Heavy weekend? The Conservative Party certainly enters Monday looking green around the gills and as if they might at any point have to run from the room and… sign a letter of no confidence in Theresa May’s leadership of the party.
The mood of crisis and panic has many causes. The “get Philip Hammond” show is back on the air – notionally because he called for a “very modest” divergence from the European Union’s rules and the EU-UK status quo after we leave. However, the Times‘ Sam Coates reckons that the real reason is that the Brexiteers are getting their retaliation in early is to ensure they’re ahead of crunch cabinet discussions about the future relationship, and an impact analysis of a drastic Brexit that is expected to be particularly hard on the no deal crowd.
Also causing trouble: the Brexit ultras have got around to reading the small print around the government’s strategy and they are not happy at all.
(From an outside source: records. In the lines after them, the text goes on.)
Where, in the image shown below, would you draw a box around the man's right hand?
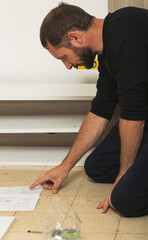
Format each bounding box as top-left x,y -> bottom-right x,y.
30,164 -> 69,194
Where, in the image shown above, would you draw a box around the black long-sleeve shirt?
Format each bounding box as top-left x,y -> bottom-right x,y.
90,7 -> 148,121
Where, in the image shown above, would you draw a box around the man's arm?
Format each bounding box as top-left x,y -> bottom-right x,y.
119,119 -> 145,176
97,118 -> 145,213
30,112 -> 109,193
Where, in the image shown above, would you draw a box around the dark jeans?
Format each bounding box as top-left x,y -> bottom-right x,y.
84,122 -> 148,217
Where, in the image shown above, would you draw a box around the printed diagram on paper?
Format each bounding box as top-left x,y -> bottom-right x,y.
0,186 -> 42,211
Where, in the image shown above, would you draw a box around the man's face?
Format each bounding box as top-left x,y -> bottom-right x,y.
47,40 -> 96,70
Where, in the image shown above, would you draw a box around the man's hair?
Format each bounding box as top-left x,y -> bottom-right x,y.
40,2 -> 94,48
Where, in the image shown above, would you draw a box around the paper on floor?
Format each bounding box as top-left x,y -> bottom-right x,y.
0,186 -> 42,211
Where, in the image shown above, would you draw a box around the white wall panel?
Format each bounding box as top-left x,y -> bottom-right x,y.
0,0 -> 108,83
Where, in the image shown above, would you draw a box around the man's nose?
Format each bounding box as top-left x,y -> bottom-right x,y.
63,61 -> 72,70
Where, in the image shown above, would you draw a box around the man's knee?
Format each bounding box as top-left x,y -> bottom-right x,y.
111,187 -> 145,217
84,154 -> 104,182
84,153 -> 118,183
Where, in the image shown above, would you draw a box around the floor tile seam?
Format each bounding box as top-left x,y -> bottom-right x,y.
114,232 -> 148,235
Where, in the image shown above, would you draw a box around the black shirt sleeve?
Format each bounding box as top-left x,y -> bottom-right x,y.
91,18 -> 148,121
109,18 -> 148,120
90,56 -> 118,120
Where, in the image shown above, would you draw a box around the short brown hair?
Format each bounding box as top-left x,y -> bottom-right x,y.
40,3 -> 94,48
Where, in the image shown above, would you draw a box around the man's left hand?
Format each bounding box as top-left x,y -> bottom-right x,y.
96,188 -> 116,213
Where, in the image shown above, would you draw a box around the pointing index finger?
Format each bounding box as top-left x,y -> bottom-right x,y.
29,179 -> 41,189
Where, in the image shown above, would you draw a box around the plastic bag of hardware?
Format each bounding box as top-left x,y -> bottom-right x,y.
42,198 -> 81,240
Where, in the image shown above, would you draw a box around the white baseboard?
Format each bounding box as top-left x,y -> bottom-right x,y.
0,147 -> 92,166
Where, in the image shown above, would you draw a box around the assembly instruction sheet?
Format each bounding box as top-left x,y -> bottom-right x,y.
0,186 -> 42,211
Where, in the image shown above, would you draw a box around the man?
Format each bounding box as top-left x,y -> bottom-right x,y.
30,3 -> 148,217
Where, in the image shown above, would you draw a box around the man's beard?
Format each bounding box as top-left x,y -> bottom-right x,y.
72,47 -> 97,69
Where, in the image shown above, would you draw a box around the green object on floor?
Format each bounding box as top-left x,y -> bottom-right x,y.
60,229 -> 79,239
51,229 -> 80,240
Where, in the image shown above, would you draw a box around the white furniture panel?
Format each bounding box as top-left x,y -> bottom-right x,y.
0,115 -> 85,133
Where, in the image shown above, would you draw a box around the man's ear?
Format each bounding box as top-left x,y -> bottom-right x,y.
67,31 -> 83,47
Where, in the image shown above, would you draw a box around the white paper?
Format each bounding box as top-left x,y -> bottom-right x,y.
0,186 -> 42,211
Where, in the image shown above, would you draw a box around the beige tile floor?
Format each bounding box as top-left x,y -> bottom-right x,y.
0,166 -> 148,240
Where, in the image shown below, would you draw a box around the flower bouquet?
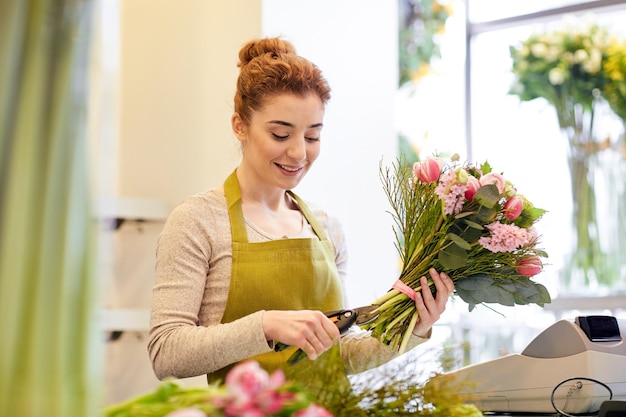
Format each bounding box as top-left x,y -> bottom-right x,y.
509,16 -> 626,290
362,156 -> 551,352
104,361 -> 332,417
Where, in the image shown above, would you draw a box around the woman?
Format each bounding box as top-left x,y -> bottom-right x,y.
148,38 -> 454,386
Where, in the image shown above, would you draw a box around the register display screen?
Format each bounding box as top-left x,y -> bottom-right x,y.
576,316 -> 622,342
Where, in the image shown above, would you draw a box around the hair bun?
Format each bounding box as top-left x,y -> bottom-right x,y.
237,38 -> 296,67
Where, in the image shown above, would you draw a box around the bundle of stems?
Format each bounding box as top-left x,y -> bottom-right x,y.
362,159 -> 550,352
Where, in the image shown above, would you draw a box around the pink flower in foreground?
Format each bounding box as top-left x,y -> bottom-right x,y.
465,175 -> 480,201
413,158 -> 443,183
503,195 -> 524,221
225,361 -> 270,403
165,408 -> 206,417
293,404 -> 333,417
515,255 -> 543,277
478,222 -> 536,252
435,171 -> 467,216
256,390 -> 295,415
479,172 -> 506,194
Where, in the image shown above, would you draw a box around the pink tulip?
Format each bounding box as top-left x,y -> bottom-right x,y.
413,157 -> 442,183
225,361 -> 270,403
515,255 -> 543,277
165,408 -> 206,417
465,175 -> 480,201
480,172 -> 506,194
293,404 -> 333,417
503,195 -> 524,221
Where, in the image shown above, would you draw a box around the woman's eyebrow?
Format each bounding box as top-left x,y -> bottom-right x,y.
267,120 -> 324,129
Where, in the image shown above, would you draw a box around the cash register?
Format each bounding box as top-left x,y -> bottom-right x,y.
438,316 -> 626,417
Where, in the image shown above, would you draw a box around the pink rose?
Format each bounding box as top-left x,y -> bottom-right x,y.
465,175 -> 480,201
503,195 -> 524,221
480,172 -> 506,194
515,255 -> 543,277
413,157 -> 442,183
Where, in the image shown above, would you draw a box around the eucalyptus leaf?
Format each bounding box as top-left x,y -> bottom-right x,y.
454,274 -> 494,291
438,244 -> 468,271
446,233 -> 472,250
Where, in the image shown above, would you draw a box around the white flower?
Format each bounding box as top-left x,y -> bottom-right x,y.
574,49 -> 589,64
548,67 -> 565,85
530,43 -> 548,58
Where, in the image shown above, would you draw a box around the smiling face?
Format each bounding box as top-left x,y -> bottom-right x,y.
232,93 -> 324,190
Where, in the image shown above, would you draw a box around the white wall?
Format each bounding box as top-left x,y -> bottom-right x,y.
119,0 -> 261,207
263,0 -> 398,307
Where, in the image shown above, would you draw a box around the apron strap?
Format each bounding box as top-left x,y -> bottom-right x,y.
224,170 -> 248,243
287,190 -> 328,241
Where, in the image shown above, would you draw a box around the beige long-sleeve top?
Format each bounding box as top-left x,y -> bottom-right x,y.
148,189 -> 425,379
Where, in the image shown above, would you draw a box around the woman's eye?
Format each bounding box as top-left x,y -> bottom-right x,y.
272,133 -> 289,140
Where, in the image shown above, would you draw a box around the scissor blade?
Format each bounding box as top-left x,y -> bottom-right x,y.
352,304 -> 380,325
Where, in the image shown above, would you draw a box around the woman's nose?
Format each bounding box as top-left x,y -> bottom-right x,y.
287,136 -> 306,161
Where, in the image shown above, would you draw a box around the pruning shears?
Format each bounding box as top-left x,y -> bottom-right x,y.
274,304 -> 380,365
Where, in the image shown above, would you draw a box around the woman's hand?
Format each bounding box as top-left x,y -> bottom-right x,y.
263,310 -> 339,360
413,268 -> 454,337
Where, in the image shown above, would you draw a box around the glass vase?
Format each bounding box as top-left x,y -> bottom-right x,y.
559,103 -> 626,296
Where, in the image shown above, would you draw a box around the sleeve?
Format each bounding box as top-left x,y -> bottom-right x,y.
148,197 -> 270,379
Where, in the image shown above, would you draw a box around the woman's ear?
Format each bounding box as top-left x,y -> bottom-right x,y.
230,113 -> 248,141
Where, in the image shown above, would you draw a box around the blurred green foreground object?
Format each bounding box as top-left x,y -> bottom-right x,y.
0,0 -> 101,417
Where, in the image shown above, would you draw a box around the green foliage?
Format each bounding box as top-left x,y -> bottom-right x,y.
398,0 -> 452,85
362,157 -> 550,351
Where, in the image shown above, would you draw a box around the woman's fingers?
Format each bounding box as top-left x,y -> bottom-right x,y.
263,310 -> 339,360
413,268 -> 454,337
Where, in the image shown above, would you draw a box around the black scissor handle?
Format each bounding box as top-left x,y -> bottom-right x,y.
274,310 -> 358,352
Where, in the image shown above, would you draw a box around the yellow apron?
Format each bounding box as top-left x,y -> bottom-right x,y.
208,172 -> 345,394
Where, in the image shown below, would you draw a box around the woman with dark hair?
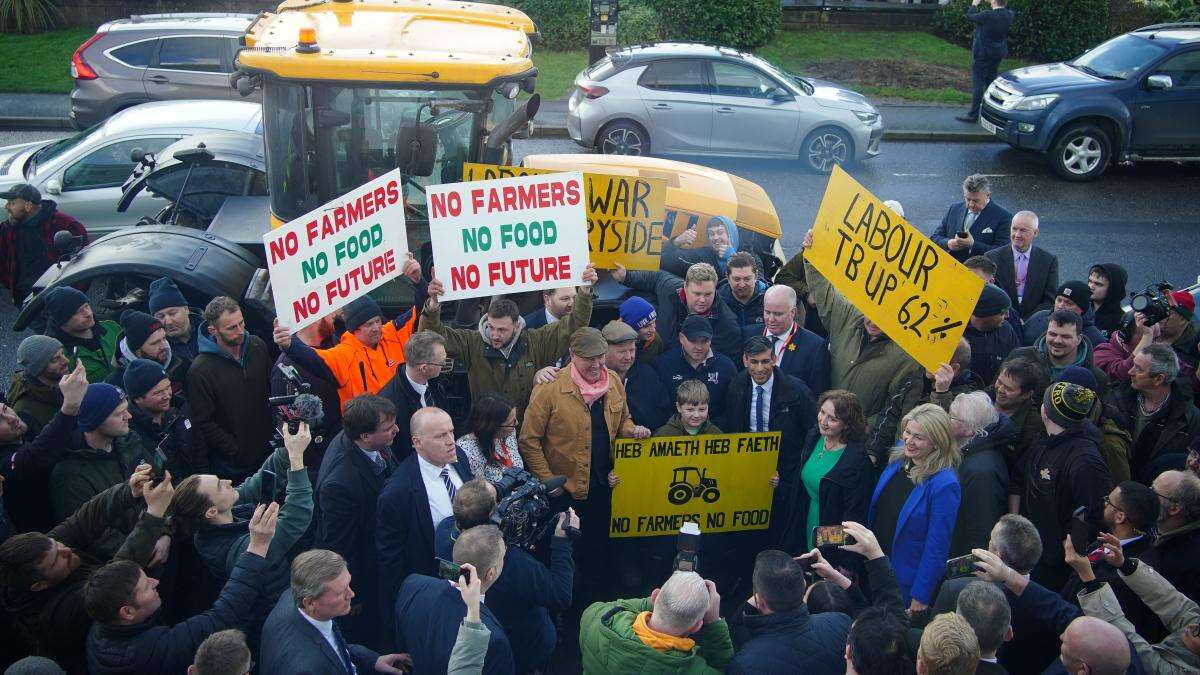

There’s a commonality across all their interventions: a reference back to the PM’s big Brexit speech at Lancaster House. The not-so-coded call: no backsliding, no compromises, no fudges. Only hard Brexits need apply.
On the centre and left of the party, the centre is increasingly worried about the lack of direction and vision from the government, while the left is angry about Europe and worried about the lack of direction and vision from the leadership.
In fact, the one thing that the Tory party, from Rees-Mogg to Heidi Allen, can unite around is that there is no direction or vision from the leadership. That means two things: it’s not impossible, and perhaps even likely, that at some point this year or even this week, Graham Brady will suddenly announce that the 48-MP tipping point had been reached and that Theresa May is about to face a vote of no confidence in her leadership.
But the good news for May, at least, is that while her MPs are united on a new direction, as long as they are divided as to what that new direction is, her chances of winning that confidence vote are higher than they look.